|Posted by Admin on July 31, 2013 at 11:15 AM|
For the first time, yesterday, I finally understood what it felt like to be someone on the spectrum who is "wandering". My Dad brought me to the fair, but then I had to meet up with my friends. My phone wasn't receiving texts well. This threw my WHOLE plan out the window. My senses were completely overwhelmed. Smells of cigarette smoke, food, and exhaust filled my nose. Sounds of kids screaming, bells ringing, announcers talking, and MORE assaulted my ears. All I could see was MOVEMENT. Rides moving. People moving. Spinning wheels from game tables. Lights flashing. It was enough to make me disoriented and unable to focus on finding my friends. However, it doesn't end there.

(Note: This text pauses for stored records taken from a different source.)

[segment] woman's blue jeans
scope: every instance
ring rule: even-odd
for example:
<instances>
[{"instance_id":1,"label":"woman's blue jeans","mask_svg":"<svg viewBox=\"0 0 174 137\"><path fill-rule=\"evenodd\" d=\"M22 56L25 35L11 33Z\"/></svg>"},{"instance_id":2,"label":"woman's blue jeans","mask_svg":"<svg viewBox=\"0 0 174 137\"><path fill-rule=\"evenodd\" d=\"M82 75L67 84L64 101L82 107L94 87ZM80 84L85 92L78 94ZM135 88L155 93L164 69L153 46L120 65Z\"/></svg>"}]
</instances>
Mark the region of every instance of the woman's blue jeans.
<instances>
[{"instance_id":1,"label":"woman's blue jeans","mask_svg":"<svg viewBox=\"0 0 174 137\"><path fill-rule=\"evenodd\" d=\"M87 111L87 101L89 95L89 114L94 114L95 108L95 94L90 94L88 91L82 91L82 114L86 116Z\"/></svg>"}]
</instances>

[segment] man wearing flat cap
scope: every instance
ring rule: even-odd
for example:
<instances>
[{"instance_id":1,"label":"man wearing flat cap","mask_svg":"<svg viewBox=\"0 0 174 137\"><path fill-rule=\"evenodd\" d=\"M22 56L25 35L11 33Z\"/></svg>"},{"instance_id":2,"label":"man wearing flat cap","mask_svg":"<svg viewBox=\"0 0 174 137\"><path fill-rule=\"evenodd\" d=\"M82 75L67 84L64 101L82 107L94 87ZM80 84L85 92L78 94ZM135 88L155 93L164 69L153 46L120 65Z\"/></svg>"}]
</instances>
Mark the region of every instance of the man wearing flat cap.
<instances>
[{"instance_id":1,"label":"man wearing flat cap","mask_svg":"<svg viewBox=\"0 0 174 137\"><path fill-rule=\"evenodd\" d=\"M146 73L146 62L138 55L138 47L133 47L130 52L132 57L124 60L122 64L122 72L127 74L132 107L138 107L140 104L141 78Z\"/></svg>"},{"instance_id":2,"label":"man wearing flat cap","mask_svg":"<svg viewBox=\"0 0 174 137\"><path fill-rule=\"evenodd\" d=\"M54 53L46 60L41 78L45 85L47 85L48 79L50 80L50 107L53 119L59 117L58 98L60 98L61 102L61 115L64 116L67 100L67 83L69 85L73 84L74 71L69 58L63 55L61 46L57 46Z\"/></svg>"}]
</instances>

The worst part of my "wandering" experience was being stuck. Being unable to figure out how to find a quiet, open space where I could sit and collect myself. I didn't WANT to have a meltdown in the middle of public. I didn't WANT to have people staring at me, a grown woman, crying and hyperventilating in public. I KNEW people would laugh, or give me weird looks. It would be the most embarrassing time of my life. I ALSO didn't want my friends to show up and feel bad for not finding me sooner. (It's not their responsibility. I asked THEM if I could meet them there in the first place.)
So now I get it. Now I understand WHY a person on the spectrum wanders. WHY it's so difficult for them to get help for themselves. How can you get help if you can't even figure out where to move to? What I needed was for a police officer (or SOMEONE who worked there) to come over to ME and ask me if I needed help. But I probably looked like just another person in the crowd.